Outer product in tensorflow
Asked Answered
S

6

19

In tensorflow, there are nice functions for entrywise and matrix multiplication, but after looking through the docs, I cannot find any internal function for taking an outer product of two tensors, i.e., making a bigger tensor by all possible products of elements of smaller tensors (like numpy.outer):

v_{i,j} = x_i*h_j

or

M_{ij,kl} = A_{ij}*B_{kl}

Does tensorflow have such a function?

Scuba answered 22/11, 2015 at 17:47 Comment(0)
T
23

Yes, you can do this by taking advantage of the broadcast semantics of tensorflow. Size the first out to size 1xN of itself, and the second to size Mx1 of itself, and you'll get a broadcast to MxN of all of the results when you multiply them.

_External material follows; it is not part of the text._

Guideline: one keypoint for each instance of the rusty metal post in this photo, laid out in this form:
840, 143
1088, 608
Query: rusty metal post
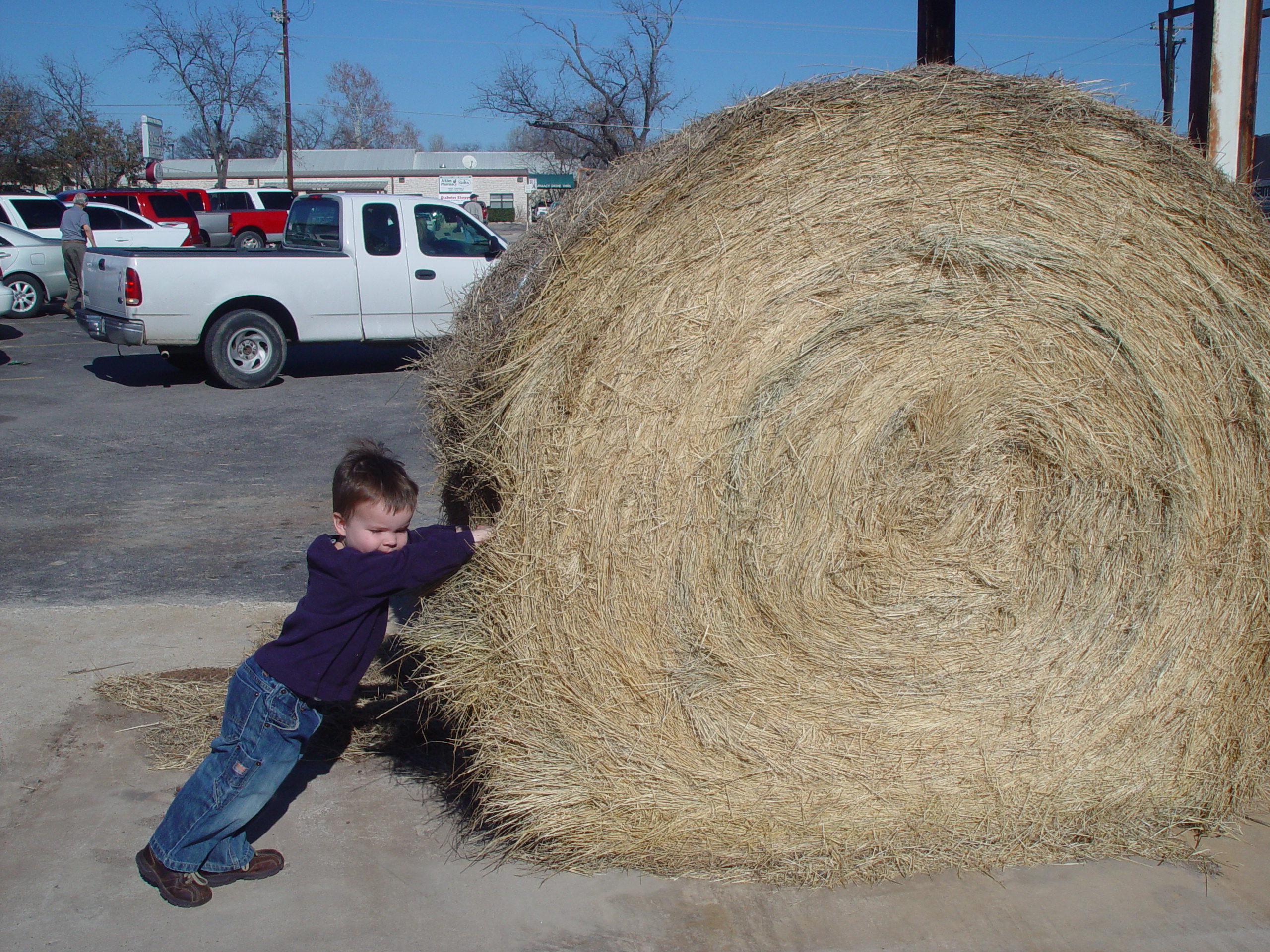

(You can play around with the same thing in numpy to see how it behaves in a simpler context, btw:

a = np.array([1, 2, 3, 4, 5]).reshape([5,1])
b = np.array([6, 7, 8, 9, 10]).reshape([1,5])
a*b

How exactly you do it in tensorflow depends a bit on which axes you want to use and what semantics you want for the resulting multiply, but the general idea applies.

Taphouse answered 22/11, 2015 at 18:8 Comment(2)
Also a[...,None]*b[None,...]Grossman
With Tensorflow 2, it would for example look like a = tf.expand_dims(a, axis=-1) b = tf.expand_dims(b, axis=-1) outer = tf.matmul(a, b, transpose_b=True)Ivonne
H
12

It is somewhat surprising that until recently there was no easy and "natural" way of doing an outer product between arbitrary tensors (also known as "tensor product") in tensorflow, especially given the name of the library...

With tensorflow>=1.6 you can now finally get what you want with a simple:

M = tf.tensordot(A, B, axes=0)

In earlier versions of tensorflow, axes=0 raises a ValueError: 'axes' must be at least 1.. Somehow tf.tensordot() used to need at least one dimension to actually sum over. The easy way out is to simply add a "fake" dimension with tf.expand_dims().

On tensorflow<=1.5 you can thus get the same result as above by doing:

M = tf.tensordot(tf.expand_dims(A, 0), tf.expand_dims(B, 0), axes=[[0],[0]])

This adds a new index of dimension 1 in location 0 for both tensors and then lets tf.tensordot() sum over those indices.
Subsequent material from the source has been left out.